How can very large datasets comprising entities that are connected together be stored in a way that enables efficient analysis of such connected entities?

High Volume Linked Storage

Problem

Big Data storage technologies generally employ non-relational, aggregate-based data storage strategies. However, such technologies cannot be used to efficiently store and analyze data that consists of very large groups of entities that are connected together via a logical connection.

Solution

A specialized cluster-based storage technology is used that allows specifying connections between entities.

Application

A NoSQL-based Big Data storage technology is used that stores each data unit as a node or a vertex and the logical connection between two vertices as an edge and further enables querying the vertices based on the existence of edges between them.

A graph NoSQL database is used to store linked data. Entities with attributes as key-value pairs are stored as vertices, while the connections between the vertices are stored as edges. Each edge can also contain key-value attributes that can be used fine-tune the query criteria. In order for the database to service link-based queries, the database requires that the edges are explicitly defined between the vertices.

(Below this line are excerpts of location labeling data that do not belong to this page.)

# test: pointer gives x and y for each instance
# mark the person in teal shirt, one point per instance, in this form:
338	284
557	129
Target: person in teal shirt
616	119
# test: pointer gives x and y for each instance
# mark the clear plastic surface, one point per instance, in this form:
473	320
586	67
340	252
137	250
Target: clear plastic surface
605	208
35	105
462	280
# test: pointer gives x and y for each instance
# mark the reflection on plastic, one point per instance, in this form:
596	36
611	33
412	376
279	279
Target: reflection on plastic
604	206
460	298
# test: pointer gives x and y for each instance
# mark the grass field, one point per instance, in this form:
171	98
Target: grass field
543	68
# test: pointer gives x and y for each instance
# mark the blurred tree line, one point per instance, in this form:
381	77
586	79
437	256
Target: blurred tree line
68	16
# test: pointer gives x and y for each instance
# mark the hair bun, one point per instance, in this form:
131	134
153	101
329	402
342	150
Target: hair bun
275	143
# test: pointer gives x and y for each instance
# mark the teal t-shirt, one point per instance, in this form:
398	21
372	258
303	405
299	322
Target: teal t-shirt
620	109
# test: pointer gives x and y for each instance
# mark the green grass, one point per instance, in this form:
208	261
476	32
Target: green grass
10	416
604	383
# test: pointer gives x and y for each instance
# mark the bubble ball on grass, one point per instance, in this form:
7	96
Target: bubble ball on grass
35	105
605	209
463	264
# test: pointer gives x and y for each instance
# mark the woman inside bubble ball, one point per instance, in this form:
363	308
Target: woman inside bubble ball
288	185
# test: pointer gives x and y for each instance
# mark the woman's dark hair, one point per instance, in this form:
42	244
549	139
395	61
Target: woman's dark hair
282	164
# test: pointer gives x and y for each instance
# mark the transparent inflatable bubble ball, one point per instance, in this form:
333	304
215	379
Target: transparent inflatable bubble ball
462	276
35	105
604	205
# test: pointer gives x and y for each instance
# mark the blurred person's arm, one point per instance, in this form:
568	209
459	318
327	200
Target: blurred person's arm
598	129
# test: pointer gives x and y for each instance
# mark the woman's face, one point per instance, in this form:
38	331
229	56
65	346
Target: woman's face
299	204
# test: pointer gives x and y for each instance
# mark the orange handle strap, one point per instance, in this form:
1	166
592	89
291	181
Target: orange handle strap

High Volume Linked Storage: A link-aware storage device is used that not only supports storing very large amount of entities (records) but also provides a means for adding links between the entities. Such a storage device enables finding entities based on a direct or indirect connection between them.

A link-aware storage device is used that not only supports storing very large amount of entities (records) but also provides a means for adding links between the entities. Such a storage device enables finding entities based on a direct or indirect connection between them.

  1. A dataset consists of details about a road network where intersections are connected with other intersections via road segments.
  2. A user uses a graph NoSQL database to store this dataset.
  3. The operation succeeds because the graph database stores each intersection as an entity (record) while also allowing the addition of links between them as road segments.